Photos courtesy of Cindy Vinson.

Cindy Vinson and her husband were on a cruise in 2005 when they met another couple from the Birmingham area.

As Vinson’s husband was singing on stage with a band, the husband from the other couple went to play drums. Meanwhile, the wives struck up a conversation and that’s when Vinson found out they were Keith and Amy Richards, owners of Taziki’s restaurants.

“I told them I worked with special needs students and took them to places in the community to get job experience either before or after they graduate,” she said. “He told me he had a business, and I told him it would be a win-win situation for us both to let me bring a student with special needs and do a training opportunity.”

Thus began the partnership of Vinson’s students working at Taziki’s locations, beginning in 2005 at the Lee Branch location and then spreading to other locations. Vinson said she would have between one and three students in all of his locations until that program ended in 2012.

After that, Vinson and Richards co-founded a new program called The HOPE Project with a purpose of providing meaningful work to students who have disabilities. The students would maintain gardens and then sell their herbs and vegetables to Taziki’s.

“Taziki’s passion for The HOPE Project has grown because of the multiple opportunities it offers to students with disabilities,” Richards said in a statement on Taziki’s website. “The HOPE Project helps with job placement but also sets an example for how we can help other restaurants partner with schools to create HOPE gardens and employ individuals with special needs.”

Shelby County Schools began creating HOPE gardens in 2012, with the first one planted at Vincent High School. The project is currently in its 10th year.

Over the past decade, HOPE gardens have been planted at almost all Shelby County high schools, and Chelsea High School’s garden was completed in April.
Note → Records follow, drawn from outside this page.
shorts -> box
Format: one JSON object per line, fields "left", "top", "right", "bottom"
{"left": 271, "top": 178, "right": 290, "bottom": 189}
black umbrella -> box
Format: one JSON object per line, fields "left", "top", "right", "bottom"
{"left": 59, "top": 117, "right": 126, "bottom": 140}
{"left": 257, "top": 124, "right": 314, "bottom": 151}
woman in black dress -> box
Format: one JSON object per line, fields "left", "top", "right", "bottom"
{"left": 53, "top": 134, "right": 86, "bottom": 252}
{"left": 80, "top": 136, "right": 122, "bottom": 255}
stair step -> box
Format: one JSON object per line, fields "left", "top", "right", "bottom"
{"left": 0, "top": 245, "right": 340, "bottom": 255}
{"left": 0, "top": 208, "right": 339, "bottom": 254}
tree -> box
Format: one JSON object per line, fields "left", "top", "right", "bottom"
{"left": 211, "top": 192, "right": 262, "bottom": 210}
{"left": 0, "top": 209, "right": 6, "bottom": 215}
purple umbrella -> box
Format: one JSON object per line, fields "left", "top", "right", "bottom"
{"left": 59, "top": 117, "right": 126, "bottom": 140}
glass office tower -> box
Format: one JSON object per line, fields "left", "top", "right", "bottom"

It is the seventh HOPE garden at a county school, and the following garden was completed at the Linda Nolen Learning Center.

HOPE stands for “Herbs Offering Personal Enrichment.” Vinson said students in the program are taught transferable life skills they are needed whether at work or at home. The entire process includes planting the seed to using the herbs in a recipe. Items grown and harvested include parsley, oregano, rosemary, basil and a variety of vegetables.

Students in the program learn to use math, agriculture and science skills while providing an income for their programs. Another part of the partnership is Taste of Taziki’s, in which students go to participating restaurants and see the herbs that they harvested, Vinson said.

“We go through each one of them, and everybody gets a sample of each herb,” she said. “They get to taste the different items they use it in.”

The Chelsea HOPE garden is located near the high school’s entrance and was constructed in the shape of the letter “C.” It was a project by a former Eagle Scout student, and students in the program helped build it.

Vinson said the program is hands-on and that it’s fun for the students to get out of the classroom and into an outdoor setting.

Students in the special education department work with other organizations within the schools so that each student has a partner. Chelsea partners with its Garden Club, and other schools partner with the agriculture department, peer groups and more.